Il quarto rapporto globale pubblicato dall’Organizzazione mondiale della sanità (OMS) mette a fuoco come ospedali, medici e infermieri siano stati presi di mira, con conseguenze dirette sulla capacità di cura. Il documento raccoglie dati operativi specifici e segnala la necessità di misure di emergenza per preservare l’accesso alle prestazioni sanitarie in aree colpite.

Il quadro emerso dall’analisi è complesso e stratificato: oltre agli attacchi diretti alle strutture, la Crisi energetica peggiora l’efficacia dei servizi, interrompendo catene logistiche essenziali.

L’OMS sottolinea come la combinazione di danni alle infrastrutture e mancanza di carburante stia generando una interruzione sistemica dei processi sanitari, con impatti sulla conservazione dei farmaci, sui trasferimenti di pazienti e sulla disponibilità di personale sanitario.

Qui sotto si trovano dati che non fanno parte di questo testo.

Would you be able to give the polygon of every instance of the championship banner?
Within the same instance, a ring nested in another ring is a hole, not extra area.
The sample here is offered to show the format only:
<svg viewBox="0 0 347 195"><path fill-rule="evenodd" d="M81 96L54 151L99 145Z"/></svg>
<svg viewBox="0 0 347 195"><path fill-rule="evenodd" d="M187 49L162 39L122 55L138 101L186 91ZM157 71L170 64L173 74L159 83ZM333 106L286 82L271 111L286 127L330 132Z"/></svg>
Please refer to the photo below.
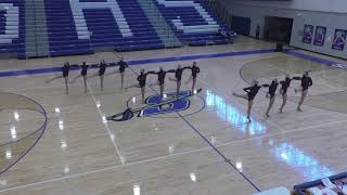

Attacchi alle strutture e impatto sul personale

Il rapporto documenta centinaia di episodi in cui strutture sanitarie sono state colpite: in Libano sono stati certificati 133 attacchi alle strutture sanitarie con 206 feriti e 88 decessi tra gli operatori fino al 15 aprile, mentre in Iran si contano 24 attacchi con 9 decessi.

In Israele risultano 6 strutture colpite senza feriti o morti registrati. Questi numeri descrivono non solo la perdita di vite e l’inabilità di personale qualificato, ma anche la riduzione della capacità operativa degli ospedali e dei servizi di pronto intervento.

Dati per paese e distribuzione dell’impatto

Oltre agli attacchi diretti, il rapporto riporta l’impatto sulla popolazione: in Iran sono stimati circa 3,2 milioni di sfollati, con 32.314 feriti e 2.362 morti.

In Libano i numeri indicano 1.049.328 sfollati, 6.921 feriti e 2.124 morti. In Israele si registrano 740 feriti e 26 morti. Questi dati mostrano come la crisi sanitaria si intrecci con movimenti di popolazione e con perdite umane, aumentando la pressione su strutture che già operano in condizioni difficili.

Conseguenze sulla funzionalità dei servizi sanitari

Il report esamina anche gli effetti indiretti: da Gaza a Cuba e attraverso la Siria, la carenza di carburante e la crisi energetica causano il mancato funzionamento della catena del freddo, con il rischio di compromissione dei vaccini e dei farmaci sensibili alla temperatura.

Le interruzioni nelle forniture e le limitazioni nei trasporti dei pazienti generano ritardi nei trattamenti e riducono l’accesso alle cure specialistiche. L’OMS evidenzia che la perdita di continuità terapeutica può tradursi in un aumento della morbilità evitabile e in peggiori esiti sanitari a medio termine.

Tregua fragile e necessità di prontezza operativa

La cessazione temporanea delle ostilità, legata a un cessate il fuoco di 14 giorni, viene definita dall’OMS come uno scenario ancora vulnerabile: la tregua resta fragile e non garantisce la stabilità necessaria per il ripristino immediato dei servizi.

Per questo motivo l’organismo raccomanda di mantenere elevati livelli di prontezza operativa, pianificare scorte di carburante e medicinali e predisporre corridoi umanitari protetti. Solo una combinazione di protezione delle infrastrutture sanitarie e interventi logistici coordinati può limitare l’aggravarsi della crisi e tutelare la salute delle popolazioni coinvolte.